Zum erstenmal wollte es mir nicht so recht schmecken, zum erstenmal kam ich auf dem Diwan nicht zur träumerischen Ruhe. Der quälende Gedanke an eine Krankheit begann, sich in mir festzusetzen. Immer wieder befühlte ich meinen Bauch, und je mehr ich untersuchte und knetete, um so mehr empfand ich dabei, nicht nur an der rechten Seite, sondern überall ausgeprägte Schmerzen. Ich fühlte den Puls, beschaute mich im Spiegel, lief aufgeregt im Zimmer umher. Mit meiner göttlichen Behaglichkeit und Sorglosigkeit war es aus. Meine Köchin war fassungslos: selbst frische Langusten und gebackene Austern ließen mich kalt.
Was mochte das für eine Krankheit sein? Ich stöberte im Konversationslexikon herum und fand, daß in der rechten Seite der Blinddarm säße. Ein wahnsinniges Entsetzen packte mich. Blinddarmentzündung? Diese furchtbare Krankheit grassierte ja jetzt allenthalben und forderte unzählige Opfer. Warum sollte mich Sebald eigentlich in einer so ernsten Sache täuschen?

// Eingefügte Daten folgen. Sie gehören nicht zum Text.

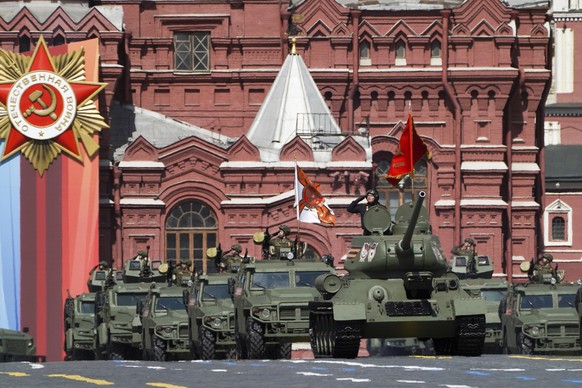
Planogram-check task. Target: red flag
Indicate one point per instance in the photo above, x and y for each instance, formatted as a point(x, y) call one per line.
point(411, 149)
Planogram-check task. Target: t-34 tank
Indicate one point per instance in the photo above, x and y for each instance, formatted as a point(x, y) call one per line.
point(397, 286)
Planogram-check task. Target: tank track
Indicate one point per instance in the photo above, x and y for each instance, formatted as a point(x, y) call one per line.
point(330, 338)
point(469, 339)
point(470, 335)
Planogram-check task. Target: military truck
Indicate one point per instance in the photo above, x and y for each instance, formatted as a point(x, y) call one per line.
point(118, 335)
point(397, 286)
point(164, 324)
point(271, 301)
point(79, 319)
point(480, 283)
point(18, 346)
point(211, 317)
point(540, 318)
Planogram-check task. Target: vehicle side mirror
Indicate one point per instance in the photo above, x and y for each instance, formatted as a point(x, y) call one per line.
point(231, 286)
point(139, 307)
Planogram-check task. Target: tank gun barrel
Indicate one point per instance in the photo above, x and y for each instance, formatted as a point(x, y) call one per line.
point(404, 244)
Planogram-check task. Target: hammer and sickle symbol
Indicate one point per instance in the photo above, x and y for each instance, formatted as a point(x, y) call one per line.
point(47, 110)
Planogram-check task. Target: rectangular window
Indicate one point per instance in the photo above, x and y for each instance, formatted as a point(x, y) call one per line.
point(192, 51)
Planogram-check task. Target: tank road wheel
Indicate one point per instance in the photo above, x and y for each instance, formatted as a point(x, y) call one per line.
point(281, 351)
point(444, 346)
point(255, 339)
point(159, 349)
point(347, 339)
point(524, 344)
point(321, 330)
point(470, 335)
point(208, 344)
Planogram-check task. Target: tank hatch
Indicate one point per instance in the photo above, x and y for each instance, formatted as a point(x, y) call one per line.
point(377, 219)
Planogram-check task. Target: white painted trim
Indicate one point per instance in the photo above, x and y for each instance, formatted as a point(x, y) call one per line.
point(558, 207)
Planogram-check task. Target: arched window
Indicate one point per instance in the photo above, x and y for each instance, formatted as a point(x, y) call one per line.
point(435, 53)
point(392, 196)
point(365, 59)
point(558, 228)
point(400, 53)
point(191, 229)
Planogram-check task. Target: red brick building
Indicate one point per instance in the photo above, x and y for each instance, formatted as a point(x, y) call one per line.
point(181, 170)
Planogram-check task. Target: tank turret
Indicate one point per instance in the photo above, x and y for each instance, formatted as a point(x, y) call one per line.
point(410, 248)
point(397, 286)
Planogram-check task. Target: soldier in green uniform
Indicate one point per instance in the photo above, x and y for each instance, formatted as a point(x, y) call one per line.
point(467, 248)
point(182, 272)
point(544, 262)
point(280, 245)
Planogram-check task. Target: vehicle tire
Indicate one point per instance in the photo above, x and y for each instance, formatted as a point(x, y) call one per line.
point(207, 343)
point(255, 342)
point(505, 348)
point(282, 351)
point(115, 351)
point(231, 353)
point(159, 349)
point(525, 344)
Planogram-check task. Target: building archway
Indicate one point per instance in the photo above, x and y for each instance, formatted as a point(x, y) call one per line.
point(191, 228)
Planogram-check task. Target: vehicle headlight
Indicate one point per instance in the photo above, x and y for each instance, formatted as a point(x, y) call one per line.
point(532, 330)
point(265, 313)
point(164, 330)
point(216, 322)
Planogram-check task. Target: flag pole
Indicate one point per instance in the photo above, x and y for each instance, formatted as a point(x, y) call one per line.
point(297, 242)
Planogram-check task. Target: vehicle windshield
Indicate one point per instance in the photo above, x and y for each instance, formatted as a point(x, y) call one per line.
point(87, 307)
point(215, 292)
point(307, 278)
point(171, 303)
point(129, 299)
point(529, 302)
point(493, 295)
point(270, 280)
point(566, 300)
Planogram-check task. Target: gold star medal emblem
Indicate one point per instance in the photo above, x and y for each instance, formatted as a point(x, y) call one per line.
point(46, 106)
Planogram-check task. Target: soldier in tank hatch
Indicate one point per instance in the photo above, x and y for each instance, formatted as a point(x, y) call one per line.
point(467, 248)
point(372, 196)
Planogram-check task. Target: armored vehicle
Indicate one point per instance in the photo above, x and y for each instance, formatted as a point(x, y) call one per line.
point(100, 279)
point(271, 300)
point(79, 318)
point(211, 317)
point(481, 283)
point(18, 346)
point(399, 347)
point(164, 324)
point(397, 286)
point(118, 334)
point(540, 318)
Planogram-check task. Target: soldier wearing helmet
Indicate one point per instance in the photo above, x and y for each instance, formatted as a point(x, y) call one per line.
point(372, 196)
point(467, 248)
point(280, 246)
point(544, 262)
point(182, 273)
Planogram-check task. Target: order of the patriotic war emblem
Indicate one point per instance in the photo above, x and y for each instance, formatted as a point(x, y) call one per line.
point(46, 106)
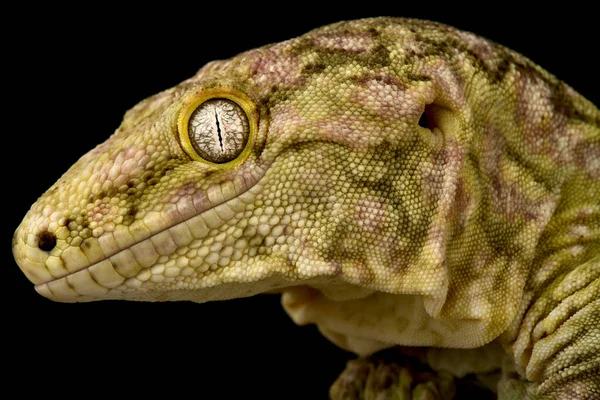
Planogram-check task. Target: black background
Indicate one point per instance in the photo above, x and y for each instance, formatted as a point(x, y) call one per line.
point(69, 75)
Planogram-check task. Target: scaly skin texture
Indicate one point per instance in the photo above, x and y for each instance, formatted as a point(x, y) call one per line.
point(405, 184)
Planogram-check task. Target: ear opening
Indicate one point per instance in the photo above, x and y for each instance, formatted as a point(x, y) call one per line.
point(439, 122)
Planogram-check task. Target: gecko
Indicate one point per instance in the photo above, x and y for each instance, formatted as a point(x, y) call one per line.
point(405, 185)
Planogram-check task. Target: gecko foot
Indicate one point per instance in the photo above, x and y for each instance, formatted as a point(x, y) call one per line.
point(400, 378)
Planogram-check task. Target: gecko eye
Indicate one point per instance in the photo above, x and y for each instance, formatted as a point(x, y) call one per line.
point(216, 129)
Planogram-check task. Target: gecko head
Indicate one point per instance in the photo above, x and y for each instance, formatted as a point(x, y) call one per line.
point(304, 162)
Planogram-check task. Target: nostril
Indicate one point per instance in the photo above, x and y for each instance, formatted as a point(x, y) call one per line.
point(47, 241)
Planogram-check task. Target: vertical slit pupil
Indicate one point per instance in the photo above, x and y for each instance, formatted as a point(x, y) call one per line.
point(219, 130)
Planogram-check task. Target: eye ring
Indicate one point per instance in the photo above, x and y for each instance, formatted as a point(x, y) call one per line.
point(232, 95)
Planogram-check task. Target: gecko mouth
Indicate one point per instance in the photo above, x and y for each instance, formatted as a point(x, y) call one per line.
point(106, 266)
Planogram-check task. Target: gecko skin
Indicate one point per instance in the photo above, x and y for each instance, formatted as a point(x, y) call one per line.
point(401, 182)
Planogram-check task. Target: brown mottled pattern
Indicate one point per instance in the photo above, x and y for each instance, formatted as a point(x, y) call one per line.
point(407, 184)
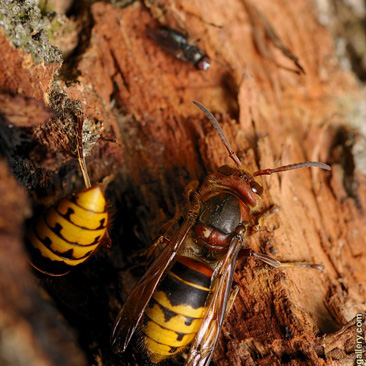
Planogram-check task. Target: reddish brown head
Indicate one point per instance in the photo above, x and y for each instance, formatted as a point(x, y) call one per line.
point(240, 181)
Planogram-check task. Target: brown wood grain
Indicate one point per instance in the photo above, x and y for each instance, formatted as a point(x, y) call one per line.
point(132, 91)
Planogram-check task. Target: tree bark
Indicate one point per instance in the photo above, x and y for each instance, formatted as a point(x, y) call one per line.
point(131, 91)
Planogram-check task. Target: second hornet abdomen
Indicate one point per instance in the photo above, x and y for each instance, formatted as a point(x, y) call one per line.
point(68, 232)
point(176, 309)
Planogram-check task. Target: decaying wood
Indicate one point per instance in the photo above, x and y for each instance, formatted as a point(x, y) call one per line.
point(132, 92)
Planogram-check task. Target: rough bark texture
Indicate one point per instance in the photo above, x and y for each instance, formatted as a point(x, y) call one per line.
point(130, 90)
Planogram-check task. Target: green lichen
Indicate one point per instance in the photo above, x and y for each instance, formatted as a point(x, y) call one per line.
point(25, 27)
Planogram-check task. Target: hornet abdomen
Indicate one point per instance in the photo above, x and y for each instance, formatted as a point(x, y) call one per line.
point(176, 309)
point(68, 232)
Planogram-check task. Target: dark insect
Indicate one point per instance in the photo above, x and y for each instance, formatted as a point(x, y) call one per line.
point(177, 44)
point(69, 231)
point(182, 299)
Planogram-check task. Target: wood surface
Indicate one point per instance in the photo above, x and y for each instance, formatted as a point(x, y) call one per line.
point(132, 92)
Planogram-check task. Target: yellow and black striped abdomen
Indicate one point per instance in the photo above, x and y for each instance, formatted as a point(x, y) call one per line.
point(175, 311)
point(68, 232)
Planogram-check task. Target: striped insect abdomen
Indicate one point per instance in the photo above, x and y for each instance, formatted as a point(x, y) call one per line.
point(176, 309)
point(68, 232)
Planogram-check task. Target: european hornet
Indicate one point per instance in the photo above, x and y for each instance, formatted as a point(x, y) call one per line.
point(182, 299)
point(178, 45)
point(69, 231)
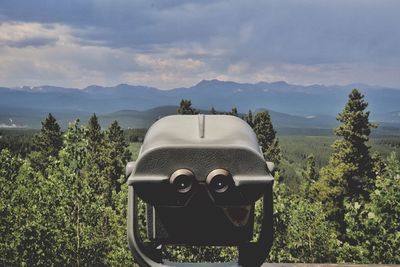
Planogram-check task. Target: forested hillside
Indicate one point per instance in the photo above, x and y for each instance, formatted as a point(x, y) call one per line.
point(63, 196)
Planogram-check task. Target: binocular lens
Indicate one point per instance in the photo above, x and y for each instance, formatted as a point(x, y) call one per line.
point(182, 180)
point(219, 180)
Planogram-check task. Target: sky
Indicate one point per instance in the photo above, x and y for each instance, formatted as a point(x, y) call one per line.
point(171, 43)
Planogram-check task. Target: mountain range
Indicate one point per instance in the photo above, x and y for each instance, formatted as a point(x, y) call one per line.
point(291, 106)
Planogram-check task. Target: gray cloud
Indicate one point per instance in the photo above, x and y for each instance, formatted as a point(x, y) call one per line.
point(304, 35)
point(36, 41)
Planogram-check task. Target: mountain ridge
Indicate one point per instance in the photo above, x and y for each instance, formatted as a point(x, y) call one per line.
point(299, 100)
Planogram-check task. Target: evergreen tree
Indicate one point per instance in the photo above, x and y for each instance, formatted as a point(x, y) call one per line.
point(97, 159)
point(372, 234)
point(309, 175)
point(9, 169)
point(185, 108)
point(119, 155)
point(46, 143)
point(349, 173)
point(249, 119)
point(266, 136)
point(49, 140)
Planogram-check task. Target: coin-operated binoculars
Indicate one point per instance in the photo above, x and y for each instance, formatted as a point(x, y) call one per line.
point(200, 176)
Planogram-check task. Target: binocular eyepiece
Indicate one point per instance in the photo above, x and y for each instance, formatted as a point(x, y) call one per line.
point(200, 176)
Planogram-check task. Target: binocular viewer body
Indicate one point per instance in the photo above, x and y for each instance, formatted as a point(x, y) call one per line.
point(200, 176)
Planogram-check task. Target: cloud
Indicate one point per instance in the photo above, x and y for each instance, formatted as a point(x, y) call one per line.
point(176, 43)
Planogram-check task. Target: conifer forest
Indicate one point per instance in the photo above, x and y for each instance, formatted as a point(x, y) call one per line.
point(63, 196)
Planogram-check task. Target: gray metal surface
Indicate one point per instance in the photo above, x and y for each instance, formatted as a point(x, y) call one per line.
point(201, 143)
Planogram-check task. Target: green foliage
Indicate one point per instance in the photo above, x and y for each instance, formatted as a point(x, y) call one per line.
point(72, 209)
point(249, 119)
point(49, 140)
point(349, 173)
point(373, 227)
point(266, 136)
point(185, 108)
point(47, 143)
point(118, 155)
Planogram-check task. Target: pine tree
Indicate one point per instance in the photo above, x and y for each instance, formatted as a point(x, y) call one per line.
point(185, 108)
point(266, 136)
point(49, 140)
point(249, 119)
point(118, 154)
point(97, 159)
point(46, 143)
point(9, 169)
point(349, 173)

Mehrere Tage verbrachte ich in qualvollen Reflexionen.
Hermann Harry Schmitz: Der Säugling und andere Tragikomödien. Ernst Rowohlt Verlag, Leipzig 1911, Seite 238. Digitale Volltext-Ausgabe bei Wikisource, URL: https://de.wikisource.org/w/index.php?title=Seite:Hermann_Harry_Schmitz_Der_Saeugling.djvu/238&oldid=- (Version vom 1.8.2018)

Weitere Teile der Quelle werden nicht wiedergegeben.